As he leaves office, Reg Weaver says he hopes his legacy will be one of bringing the union together as a team.
Weaver, who uses the word “union” much more easily than most leaders of the teachers’ organizations who prefer terms like “professional association,” said in an interview before the beginning of the Representative Assembly, that before he took over as president, “it seemed we were disjointed. ... It felt at times like we were working at cross-purposes.”
The locals, he said, would do something, and the national would do something else.
Weaver, who unrolled an initiative yesterday for improving the No Child Left Behind Act, responded to criticism that the NEA had not been as proactive as it could have been when the law first passed, saying that “we cannot go back, we can only go forward.” At the time, he said, the 3.2 million-member union was “up against the president of the United States” and had little to no support from other educational organizations on provisions in the NCLB that NEA members saw as harmful.
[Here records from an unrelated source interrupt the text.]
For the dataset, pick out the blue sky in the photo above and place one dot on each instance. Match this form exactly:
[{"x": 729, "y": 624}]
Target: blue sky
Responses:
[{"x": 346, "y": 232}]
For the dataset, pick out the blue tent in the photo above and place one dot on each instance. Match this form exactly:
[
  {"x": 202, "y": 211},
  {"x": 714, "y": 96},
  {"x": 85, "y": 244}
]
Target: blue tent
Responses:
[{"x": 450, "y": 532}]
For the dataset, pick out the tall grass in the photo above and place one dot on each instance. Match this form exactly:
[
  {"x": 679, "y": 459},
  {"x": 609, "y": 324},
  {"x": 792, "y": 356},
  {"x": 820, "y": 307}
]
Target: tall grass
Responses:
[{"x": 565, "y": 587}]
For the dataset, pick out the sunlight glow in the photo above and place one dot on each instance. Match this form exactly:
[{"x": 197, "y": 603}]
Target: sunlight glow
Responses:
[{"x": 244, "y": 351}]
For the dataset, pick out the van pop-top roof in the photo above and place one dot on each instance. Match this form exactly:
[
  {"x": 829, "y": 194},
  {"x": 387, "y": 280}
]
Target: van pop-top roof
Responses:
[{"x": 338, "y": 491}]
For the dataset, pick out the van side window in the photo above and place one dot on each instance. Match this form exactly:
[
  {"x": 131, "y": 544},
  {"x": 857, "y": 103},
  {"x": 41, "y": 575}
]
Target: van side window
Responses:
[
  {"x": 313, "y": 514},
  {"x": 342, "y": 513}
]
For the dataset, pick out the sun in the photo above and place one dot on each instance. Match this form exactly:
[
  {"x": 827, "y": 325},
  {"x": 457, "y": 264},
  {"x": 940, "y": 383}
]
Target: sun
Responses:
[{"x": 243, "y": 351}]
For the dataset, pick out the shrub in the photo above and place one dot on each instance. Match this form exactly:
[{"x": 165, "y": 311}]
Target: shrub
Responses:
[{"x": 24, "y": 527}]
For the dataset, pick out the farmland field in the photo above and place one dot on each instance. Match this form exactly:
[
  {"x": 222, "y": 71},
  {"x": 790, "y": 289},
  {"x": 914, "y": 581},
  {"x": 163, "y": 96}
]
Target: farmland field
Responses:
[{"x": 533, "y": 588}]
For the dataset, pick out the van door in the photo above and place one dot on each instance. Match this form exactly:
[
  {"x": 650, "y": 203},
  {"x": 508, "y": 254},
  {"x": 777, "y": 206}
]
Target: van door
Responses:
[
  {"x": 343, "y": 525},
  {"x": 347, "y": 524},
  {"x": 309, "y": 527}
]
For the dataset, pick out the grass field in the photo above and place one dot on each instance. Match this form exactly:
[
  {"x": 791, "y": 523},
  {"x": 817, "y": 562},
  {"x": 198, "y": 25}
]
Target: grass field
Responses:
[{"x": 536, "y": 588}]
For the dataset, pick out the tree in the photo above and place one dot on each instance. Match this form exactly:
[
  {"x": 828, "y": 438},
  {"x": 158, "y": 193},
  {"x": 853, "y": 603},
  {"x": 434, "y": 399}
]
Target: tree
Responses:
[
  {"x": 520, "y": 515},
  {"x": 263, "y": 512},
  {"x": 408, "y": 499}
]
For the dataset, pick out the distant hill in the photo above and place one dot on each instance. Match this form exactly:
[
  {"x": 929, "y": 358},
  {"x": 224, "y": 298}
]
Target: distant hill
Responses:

Going on, he said, he would like to see the organization “function as a well-oiled machine,” and that “our mission and core values are achieved.” He would not, however, say which direction he hoped his successor, Dennis Van Roekel, would take the union in.
Weaver, who has in recent days been heard talking in support of “enhanced pay” for teachers in hard-to-staff schools and those who are nationally certified, reiterated his continuing opposition to performance pay—something that Sen. Barack Obama, who the NEA is supporting, caused quite a stir by mentioning at last year’s Representative Assembly.
As for what he plans to do once he leaves office ... Weaver is not yet talking about that.